On 10 November 2020, the Centre for Multilateralism Studies (CMS), RSIS, hosted a panel webinar on European initiatives and involvement in the Indo-Pacific. Despite the Indo-Pacific being a region of significant interest to Europe, the panellists noted that expectations for greater hard-power initiatives, and commitments squarely in favour of either the US or China, may need to be tempered.
In the case of France, Dr Eric Frécon, Adjunct Fellow at the French Research Institute on Contemporary Southeast Asia, highlighted the country’s capacity for and growing momentum vis-à-vis greater involvement in the Indo-Pacific, such as appointing a new Indo-Pacific ambassador. Nonetheless, France’s involvement will likely remain cautious. Though it may participate in minilateralism with American allies, such as India and Australia, it is unlikely to join the Quad.
As regards Germany, Dr Frederick Kliem, CMS Visiting Fellow, similarly noted that the country’s Indo-Pacific “guidelines” reflected prudence. While there were some changes, including expansions on existing German cooperation with Indo-Pacific countries, the focus was mostly on continuity to enable the scaling up of this Indo-Pacific framework to the European Union (EU) level.
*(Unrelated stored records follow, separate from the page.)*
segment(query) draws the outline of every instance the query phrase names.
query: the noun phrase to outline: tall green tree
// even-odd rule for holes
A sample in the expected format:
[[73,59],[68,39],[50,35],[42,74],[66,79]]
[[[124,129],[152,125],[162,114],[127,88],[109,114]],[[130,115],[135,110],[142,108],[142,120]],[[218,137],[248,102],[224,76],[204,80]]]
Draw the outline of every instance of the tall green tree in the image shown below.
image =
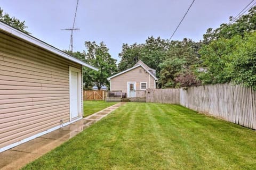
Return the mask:
[[99,69],[99,71],[91,69],[88,71],[92,82],[99,90],[104,85],[109,86],[107,78],[117,72],[116,60],[111,57],[109,49],[103,42],[97,45],[95,41],[85,41],[85,45],[86,61]]
[[213,30],[209,28],[204,35],[203,42],[209,44],[212,41],[219,38],[231,38],[236,35],[242,37],[245,32],[253,31],[256,30],[256,6],[252,7],[247,14],[243,15],[235,22],[234,17],[229,18],[230,23],[222,23],[220,27]]
[[201,61],[201,42],[184,38],[171,41],[164,61],[159,66],[159,88],[179,88],[200,84],[194,72]]
[[199,51],[206,71],[198,75],[203,83],[233,82],[255,86],[255,31],[256,6],[231,24],[208,29]]
[[204,84],[232,82],[256,89],[256,31],[220,38],[201,50],[207,71],[199,78]]
[[[64,52],[71,56],[89,64],[88,61],[85,58],[85,53],[81,53],[80,52],[74,52],[68,50],[64,50]],[[90,68],[83,67],[83,89],[84,90],[92,90],[92,87],[94,86],[92,79],[93,75],[90,74],[91,71],[91,69]]]
[[[123,45],[119,56],[121,58],[118,64],[119,71],[122,71],[132,67],[135,63],[135,57],[141,60],[149,67],[156,70],[158,72],[158,65],[165,58],[169,48],[169,42],[153,36],[148,37],[145,43],[132,45]],[[138,61],[138,60],[137,60]]]
[[17,18],[13,16],[10,16],[9,14],[5,13],[4,11],[0,7],[0,21],[13,27],[18,30],[20,30],[26,33],[29,33],[28,31],[26,31],[26,28],[28,28],[25,26],[25,21],[21,21]]

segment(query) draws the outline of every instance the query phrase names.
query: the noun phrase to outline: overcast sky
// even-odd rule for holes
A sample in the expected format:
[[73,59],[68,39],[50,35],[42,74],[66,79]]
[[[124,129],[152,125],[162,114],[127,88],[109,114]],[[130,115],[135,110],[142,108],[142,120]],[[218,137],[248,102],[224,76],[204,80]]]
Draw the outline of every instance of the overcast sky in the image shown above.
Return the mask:
[[[103,41],[113,58],[123,43],[143,43],[148,37],[169,39],[192,0],[79,0],[74,32],[74,50],[85,50],[84,41]],[[203,38],[236,16],[251,0],[196,0],[173,40]],[[25,21],[27,30],[39,39],[68,49],[77,0],[0,0],[11,16]]]

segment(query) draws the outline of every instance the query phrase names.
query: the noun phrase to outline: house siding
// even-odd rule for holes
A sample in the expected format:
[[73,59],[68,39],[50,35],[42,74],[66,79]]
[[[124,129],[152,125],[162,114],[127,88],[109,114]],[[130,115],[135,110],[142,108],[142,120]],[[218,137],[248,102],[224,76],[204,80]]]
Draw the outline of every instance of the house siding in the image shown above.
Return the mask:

Meanwhile, Dr Ian Storey, Senior Fellow at ISEAS-Yusof Ishak Institute, spoke on the UK’s desire to forge closer ties with the region, considering Brexit. Still, the UK had yet to devise an Indo-Pacific strategy or guidelines. While open to trilateral military interoperability between the US, UK and Japan, public support and a lack of funding for utilising Japanese naval bases were stumbling blocks to greater hard-power cooperation.
Mr Christian Rieck, Assistant Professor and Chair of War Studies at Potsdam University, added that the EU was capable of playing a greater role in the region, although an EU-wide Indo-Pacific strategy would be subject to aligned interests between the EU member states. This convergence was not yet apparent.
Cautious approaches notwithstanding, there was enthusiasm from Europe in upholding multilateralism within the region. With the incoming Biden administration, neither the substance nor tenor of current European Indo-Pacific approaches was likely to change significantly. For Europe, China was not a strategic threat but simply not a like-minded strategic partner. Nonetheless, a Biden administration could see Europe beefing up collaborative efforts with the US on trade and climate change multilateralism in the Indo-Pacific — issues where European countries can contribute significantly to the liberal rules-based order.